Phil Gosselin reached on an error to start the sixth inning, and one batter later Upton hit his 27th home run.
But the Braves went 2-for-9 with runners in scoring position, including two strikeouts by Upton. He whiffed with two in scoring position in the fourth, before the Braves scored on Jason Heyward’s fielder’s choice and Chris Johnson’s RBI single.
The Braves trailed by two when Emilio Bonifacio doubled to start the eighth inning. After a Gosselin groundout, Freeman struck out against left-hander Ross Detwiler and and Upton struck out against righty Craig Stammen to end the inning.
“That’s the (missed opportunit) I was talking about,” Gonzalez said. “We scratch another run there and like we always talk about, one run down or one run up is different than two runs down or two up. But they came out of the bullpen and matched up well against us.”

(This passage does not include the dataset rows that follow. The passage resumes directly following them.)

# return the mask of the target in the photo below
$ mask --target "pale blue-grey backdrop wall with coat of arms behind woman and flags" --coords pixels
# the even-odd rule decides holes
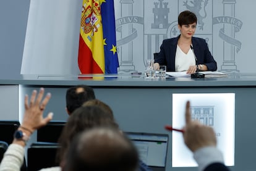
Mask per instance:
[[[165,38],[179,34],[177,15],[197,14],[218,70],[255,73],[253,0],[114,0],[119,72],[143,71]],[[82,1],[0,1],[0,70],[7,74],[77,74]],[[245,10],[249,12],[245,12]],[[23,59],[23,62],[22,62]]]

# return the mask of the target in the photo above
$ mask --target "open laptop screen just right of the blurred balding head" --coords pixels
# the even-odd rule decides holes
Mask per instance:
[[[153,171],[166,169],[168,134],[126,132],[138,149],[140,160]]]

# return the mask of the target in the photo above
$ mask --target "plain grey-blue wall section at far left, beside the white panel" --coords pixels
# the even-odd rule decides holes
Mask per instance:
[[[0,73],[20,73],[30,0],[0,1]]]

Santana gave up five hits and a walk in the first inning, when the Nationals got a leadoff double from Denard Span and batted around in just 22 pitches. Included were consecutive singles by Bryce Harper and Wilson Ramos on first-pitch fastballs, followed by an Asdrubal Cabrera sacrifice fly on a first-pitch change-up.

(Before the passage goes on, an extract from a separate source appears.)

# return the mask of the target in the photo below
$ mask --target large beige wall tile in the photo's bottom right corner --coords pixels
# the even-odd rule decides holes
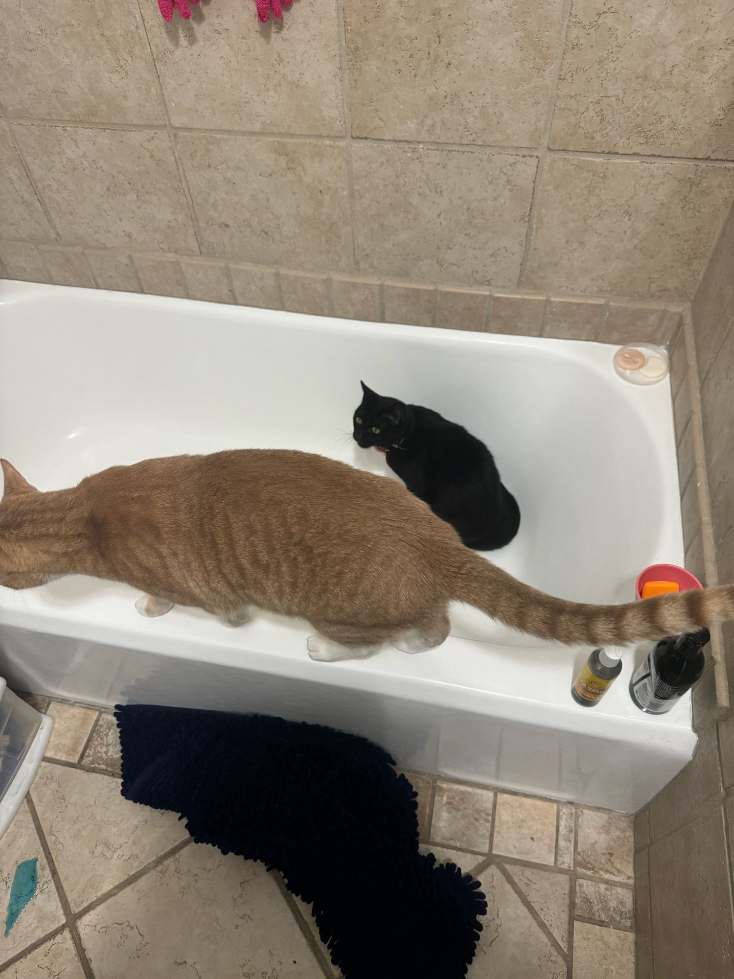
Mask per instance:
[[[725,848],[720,806],[650,847],[656,979],[730,974],[734,934]]]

“It was tough, but I made some good pitches,” Santana said. “Because everything’s going there way right now, every good pitch that I made they hit it for a base hit. We swung at first pitches, too, and it was ground balls and ground balls. It’s nothing we can do. We just have to keep playing hard and try to turn it around.”

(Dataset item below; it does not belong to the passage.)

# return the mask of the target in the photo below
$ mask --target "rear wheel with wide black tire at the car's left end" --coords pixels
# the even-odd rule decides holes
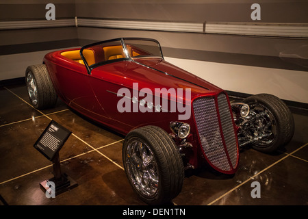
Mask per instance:
[[[31,105],[38,110],[55,106],[57,94],[46,65],[38,64],[27,67],[25,80]]]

The Nationals pushed the lead to 5-0 in the second with an unearned run that proved to be important. They got it after Jayson Werth drew a two-out walk and advanced to third on a throwing error by rookie catcher Christian Bethancourt, who attempted an ill-advised snap throw to first to try to pick off Werth with left-handed hitting Adam LaRoche batting.
Freeman wasn’t looking for the throw and it sailed wide and into right-field foul territory back to the corner.
“Free never saw him pop up (to throw),” Gonzalez said. “You’ve got a left-handed hitter and Betty’s got a pretty strong arm, and that ball went all the way to the wall. But ge never saw him. (Bethancourt) kind of disappeared behind (LaRoche).”
Bethancourt said, “More than anything I was trying to help Ervin because he was having a rough start. I thought there was a chance, so I threw the ball over there. It didn’t happen, so we’ve got to move forward.”
LaRoche followed with an RBI single through the right side, and the Nationals finished 5-for-10 with runners in scoring position, excelling in a deparatment where the Braves have floundered all season.
Santana has allowed more than three earned runs just three times in 11 starts since the All-Star break, but has done it each of is past two starts. He gave up seven seven hits and four runs in six innings of Wednesday’s 7-4 win against the Phillies, one of only three times the Braves scored more than three runs in their past 15 games before doing it again Tuesday.
Two of four runs charged to Zimmermann (11-5) were unearned, and the right-hander allowed six hits and no walks with seven strikeouts in seven innings to improve to 5-0 with a 2.40 ERA in his past nine starts. Zimmermann has limited the Braves to two earned runs or fewer in eight of his 10 career starts against them including all three this season.
“In our opinion, we think Zimmermann is their ace,” Freeman said. “We’re swinging the bats really well; we hit the ball hard, even lined out a few times, and we got some runs on the board. So if you can take a positive away from here, that’s the positive, and hopefully we can come out here tomorrow and put some more runs on the board.”